Waktu itu bulan Ramadhan. Waktu itu aku suka nonton tayangan TV RCTI, karena tiap malam menayangkan shalat tarawih di Mekkah, Masjidil Haram. Entah mengapa, kenapa, aku pun tak tahu sebabnya, kelopak mata mengalir air, begitu ‘ku melihat Rumah Tuhan ku. Bertambah menit, bertambah deras. Aku menangis dan terus menangis. Tiap malam itu terjadi, bila aku menonton tayangan tsb.
Hari kemenangan pun tiba, Hari Raya Idul Fitri.
Ka’bah, Rumah Tuhan ku terus terbayang tanpa dibayangkan. Ku usik bayangan itu, justru semakin nampak jelas di mata. Jelas sekali. Hari demi hari, minggu demi minggu, aku diselimuti kebingungan. Betul-betul bingung tidak mengerti. Sampai-sampai hati berkata “apa aku ini sudah gila?”. “Apakah aku telah gila dengan Rumah Tuhan ku?”. “Apakah aku telah gila dengan kasih sayang Tuhan ku?”. “Apakah aku telah gila dengan sosok Tuhan ku”. “Apakah aku telah gila dengan gapaian Tangan-Tuhan ku”. “Apakah aku telah gila dengan Dekapan Tuhan ku”. Kerinduan memuncak. Aku tak berdaya dan tak punya kuasa bagaimana cara memanggil Tuhan ku. Aku menggila penuh kerinduan.
Hari kemenangan kedua pun tiba, Hari Raya Haji.
Kegilaan ku semakin menjadi-jadi. Aku rindu, rinduuuuu sekali. Rindu tiada tara dekapan Tuhan ku. Tapi aku tak berdaya, pasrah. Betul-betul pasrah, karena ketidak-mengertian mengapa ini bisa terjadi. Aku terus tenggelam dalam kerinduan yang dalam bersiram air mata.
Kebetulan malam itu aku duduk sendiri di teras depan rumahku. Malam kapan aku sudah lupa, yang ku ingat 1 minggu setelah lebaran Haji. Ku pandang langit. Ku terobos langit tanpa batas. Aku diam ….., yang ku ingat “hanya TUHAN ku”. Di tengah keheningan malam yang semakin larut, ku dengar suara yang tak jelas dan tak ku mengerti. Aku diam. Entah berapa lama ‘ku dengar suara itu. Setelah beberapa saat, suara itu menjadi jelas. Jelas sekali.
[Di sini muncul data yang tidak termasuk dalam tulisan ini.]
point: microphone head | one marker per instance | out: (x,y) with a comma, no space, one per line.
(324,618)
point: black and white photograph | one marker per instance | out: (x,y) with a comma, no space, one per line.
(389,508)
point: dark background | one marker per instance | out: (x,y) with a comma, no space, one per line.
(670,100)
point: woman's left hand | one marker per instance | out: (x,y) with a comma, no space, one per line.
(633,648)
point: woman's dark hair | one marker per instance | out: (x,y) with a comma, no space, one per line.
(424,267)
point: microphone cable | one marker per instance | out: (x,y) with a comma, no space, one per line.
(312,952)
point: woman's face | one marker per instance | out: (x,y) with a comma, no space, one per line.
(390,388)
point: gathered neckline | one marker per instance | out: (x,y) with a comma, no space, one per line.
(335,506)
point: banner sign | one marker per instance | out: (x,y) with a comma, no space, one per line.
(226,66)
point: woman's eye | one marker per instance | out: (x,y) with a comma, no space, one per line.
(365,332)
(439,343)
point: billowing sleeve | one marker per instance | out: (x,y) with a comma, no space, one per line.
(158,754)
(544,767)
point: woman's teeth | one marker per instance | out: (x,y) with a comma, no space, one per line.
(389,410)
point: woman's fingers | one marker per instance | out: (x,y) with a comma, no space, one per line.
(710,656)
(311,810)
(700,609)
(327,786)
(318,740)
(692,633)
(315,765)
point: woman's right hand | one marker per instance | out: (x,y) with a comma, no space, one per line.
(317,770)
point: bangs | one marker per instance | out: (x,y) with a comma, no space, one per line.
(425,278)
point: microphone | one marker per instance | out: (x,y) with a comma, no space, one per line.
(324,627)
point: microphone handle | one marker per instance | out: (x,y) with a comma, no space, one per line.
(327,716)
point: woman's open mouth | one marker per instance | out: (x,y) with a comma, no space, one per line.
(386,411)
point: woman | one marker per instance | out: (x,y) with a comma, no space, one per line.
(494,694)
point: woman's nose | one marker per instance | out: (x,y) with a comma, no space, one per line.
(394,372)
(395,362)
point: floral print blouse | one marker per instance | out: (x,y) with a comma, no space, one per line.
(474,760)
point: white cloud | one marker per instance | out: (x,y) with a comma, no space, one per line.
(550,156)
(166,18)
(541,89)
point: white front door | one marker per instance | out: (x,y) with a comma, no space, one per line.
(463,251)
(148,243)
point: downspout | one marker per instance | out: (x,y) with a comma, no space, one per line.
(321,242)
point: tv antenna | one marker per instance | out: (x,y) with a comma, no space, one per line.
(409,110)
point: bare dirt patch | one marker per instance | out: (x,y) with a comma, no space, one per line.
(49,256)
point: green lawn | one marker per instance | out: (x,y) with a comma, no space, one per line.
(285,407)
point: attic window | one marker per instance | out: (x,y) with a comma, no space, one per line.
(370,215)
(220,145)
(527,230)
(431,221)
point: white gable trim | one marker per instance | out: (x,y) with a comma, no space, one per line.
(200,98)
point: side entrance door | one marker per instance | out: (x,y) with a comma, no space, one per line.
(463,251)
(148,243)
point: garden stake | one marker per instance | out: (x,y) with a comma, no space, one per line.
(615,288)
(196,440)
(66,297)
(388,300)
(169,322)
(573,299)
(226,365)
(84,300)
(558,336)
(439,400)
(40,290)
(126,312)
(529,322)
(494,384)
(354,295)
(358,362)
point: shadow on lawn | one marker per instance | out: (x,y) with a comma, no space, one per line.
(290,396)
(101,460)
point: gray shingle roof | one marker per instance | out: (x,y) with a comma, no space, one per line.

Entah siapa, apakah dari kata hatiku yang paling dalam atau dari Tuhan ku. “Kupiah” (bahasa Banjar, maksudnya kopiah). Langsung hatiku berkata “kupiah haji”. Tapi suara itu muncul lagi “hirang” (bahasa Banjar, maksudnya hitam). Aku diam, bingung apa yang dimaksud. “Kupiah haji hirang”. Aku tersentak, “itukah maksudnya”.
Ku cari kopiah haji berwarna hitam. Dua hari ku cari di pasar Martapura (Kab. Banjar, Kalimantan Selatan). Ada ketemu, tapi hati berkata “lain”. Ketemu lagi kopiah haji berwarna hitam, hatiku berkata “lain”. Aku sempat kebingunan, kopiah berwarna hitam bagaimana yang dimaksud. Akhirnya ku putuskan untuk mencari pembuat kopiah di pasar Martapura. Setelah tanya sana-sini, akhirnya atas bantuan bapa penjual kopiah, saya dapat petunjuk lokasi pembuat kopiah. Letaknya sekitar Madrasah Darusalam di Martapura. Tanya sana-sini, masuk gang, akhirnya sampai ke rumah dimaksud. Bapaknya sudah berumur dan memang usaha beliau membuat kopiah. Setelah dijelaskan apa yang saya maksud, langsung saya minta buatkan 3 buah kopiah. Dua kopiah untuk anak saya. N73-20090515
Sekitar 1 minggu kopiah tsb selesai. Saya pakai kopiah itu, hatiku damai. Alhamdulillah. Tuhan Maha Besar dengan Segala Kuasa Nya Tanpa Batas. Amin.
Salam,
A2Karim
*) kejadian ini sekitar tahun 2003 (Tuhan, maafkan aku bila ini keliru).